It is easy to view prefabrication and off-site construction as an exciting and rapidly advancing area.

We can see YouTube videos of high rise apartment buildings being erected on site in just a few days. We hear about multi-storey school buildings being installed over the Christmas holidays to avoid a year or so of disruption. There is already a choice of manufacturers of fully finished homes around Australia offering an increased array of designs as well as bespoke luxury homes delivered pretty much anywhere in the country. And there are student accommodation complexes, bathroom pods for apartment buildings, and even self contained office pods ready to be lowered into our back yards.

All this excitement and activity seems unsurprising given the many and oft-cited advantages of prefabrication, which include reduced construction periods, reduced materials waste, reduced clean up, an improved OH&S environment, less disruption at the project site and for neighbours, potential to incorporate advanced materials (such as pre-finished surfaces that would otherwise be finished on-site), improved quality and associated reduced defects rectification from manufacturing-style processes, and the convergence of the ‘as built’ project with the ‘as designed’ documentation.

On closer inspection, however, we find that despite the advances being made in off-site construction and the heightened coverage of prefab projects, the reality is that prefabrication is thought to account for less than three per cent of the overall construction industry around the world. Australia looks to be no different. That means that meaningful take-up has hardly even begun.

What are we waiting for?

For starters, innovation often encounters obstacles to its wider take-up, especially until it reaches a critical mass of acceptance. I am reminded of the perhaps apocryphal response attributed to the US President of the day, Ulysses S. Grant, to the newly invented telephone. He apparently thought it “very remarkable” but wondered “who in the world would ever want to use one of them.”

Prefabrication and off-site manufacturing represent a new dimension to the well-established construction industry. It is to be expected that there will be barriers to contend with. Making changes to familiar methods requires effort. It can involve trials as well as investment in training and modified processes, which makes reluctance to embrace change almost a given.

Because of this, those of us believing in a big bright future for Australia’s off-site construction are obliged to set out how this reluctance is going to be overcome.

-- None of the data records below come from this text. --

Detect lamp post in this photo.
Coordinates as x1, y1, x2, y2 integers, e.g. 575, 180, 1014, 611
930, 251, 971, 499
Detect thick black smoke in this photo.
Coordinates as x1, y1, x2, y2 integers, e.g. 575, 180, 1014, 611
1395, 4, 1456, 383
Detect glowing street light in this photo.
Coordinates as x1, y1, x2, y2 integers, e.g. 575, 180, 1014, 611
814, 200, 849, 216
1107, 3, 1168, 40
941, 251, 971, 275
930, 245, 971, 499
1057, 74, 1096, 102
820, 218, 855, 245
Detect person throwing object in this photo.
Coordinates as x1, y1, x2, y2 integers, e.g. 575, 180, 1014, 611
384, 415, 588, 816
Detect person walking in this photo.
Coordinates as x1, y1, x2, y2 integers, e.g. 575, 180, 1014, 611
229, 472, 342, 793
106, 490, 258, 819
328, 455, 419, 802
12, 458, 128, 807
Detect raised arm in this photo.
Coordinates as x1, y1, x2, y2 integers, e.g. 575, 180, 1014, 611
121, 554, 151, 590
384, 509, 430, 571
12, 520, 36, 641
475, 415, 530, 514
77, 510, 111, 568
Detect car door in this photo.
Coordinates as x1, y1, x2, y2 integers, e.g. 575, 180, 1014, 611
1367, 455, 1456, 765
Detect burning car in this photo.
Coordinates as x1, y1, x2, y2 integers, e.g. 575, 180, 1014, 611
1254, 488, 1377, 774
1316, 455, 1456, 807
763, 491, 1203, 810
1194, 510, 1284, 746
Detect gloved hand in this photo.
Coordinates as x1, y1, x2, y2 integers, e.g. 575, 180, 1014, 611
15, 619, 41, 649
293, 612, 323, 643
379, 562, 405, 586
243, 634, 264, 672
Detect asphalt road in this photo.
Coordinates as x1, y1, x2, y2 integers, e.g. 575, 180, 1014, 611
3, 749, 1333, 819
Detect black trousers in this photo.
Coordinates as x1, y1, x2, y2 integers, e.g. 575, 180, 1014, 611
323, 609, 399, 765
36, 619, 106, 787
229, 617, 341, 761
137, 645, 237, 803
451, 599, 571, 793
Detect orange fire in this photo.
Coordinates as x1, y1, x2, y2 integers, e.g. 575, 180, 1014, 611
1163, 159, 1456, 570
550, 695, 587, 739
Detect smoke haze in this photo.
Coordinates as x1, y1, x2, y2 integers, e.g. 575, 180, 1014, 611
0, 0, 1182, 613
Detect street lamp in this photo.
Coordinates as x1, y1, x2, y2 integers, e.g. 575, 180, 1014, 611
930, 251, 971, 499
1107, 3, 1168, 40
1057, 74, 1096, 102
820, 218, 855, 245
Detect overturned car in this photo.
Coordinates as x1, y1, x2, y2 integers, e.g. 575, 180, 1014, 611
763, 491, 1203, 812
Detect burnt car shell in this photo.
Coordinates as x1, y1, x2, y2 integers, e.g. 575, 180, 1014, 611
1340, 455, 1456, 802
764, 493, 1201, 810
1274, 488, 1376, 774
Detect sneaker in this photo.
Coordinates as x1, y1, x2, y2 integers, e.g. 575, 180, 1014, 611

Here are five potentially powerful enablers of more widespread adoption of prefabrication:

  1. Complementary technologies, such as Building Information Modelling (BIM); 3D Immersion capability, virtually engineering, and Design for Manufacturing and Assembly (DfMA). The latter two are mandatory in the automotive and aerospace industries.
  2. Commitments by large contractors to trial the incorporation of prefabrication and pre-assembled structural components. This is happening already with encouraging results. Australand’s project ‘The Green’ in Parkville Victoria is an example, as is Lend Lease with bathroom pods and Hutchinson Builders investing in their own prefabrication factories.
  3. Major client organisations are in a powerful position to focus the thinking of the project team on opportunities for superior project outcomes through off-site construction and how to ensure that they are achieved. Serial developers and institutional owners of property assets are ideal candidates.
  4. Government agencies can exert similar influence as a major client (the US Department of Justice was the prime mover in the take-up of BIM in the US by mandating that BIM be used on its projects. As a result, architects, consultants, project managers, contractors and subcontractors were moved to get on board with BIM. More specifically, the UK government has committed GBP22m to a prefabrication industry program being managed by Laing O’Rourke. This program has been designed to address the high cost of housing and the inadequate rates of construction. It is noteworthy that similar housing issues exist also in Australia. We are already seeing some government agencies trialling prefabrication on their projects, including Police NSW and the NSW education department. More generally, government procurement policies formulated around traditional on-site construction procurement and contracting arrangements can inadvertently preclude prefabrication elements that would enhance project outcomes.
  5. Modified contracting methodologies like Integrated Project Delivery – which emphasises a more collaborative client-contractor approach – can help by creating an environment more conducive to exploring ways to improve processes and outcomes, rather than snuffing out that kind of exploration and reverting to the usual ways.

It is encouraging then that we are moving in the right direction on almost all fronts.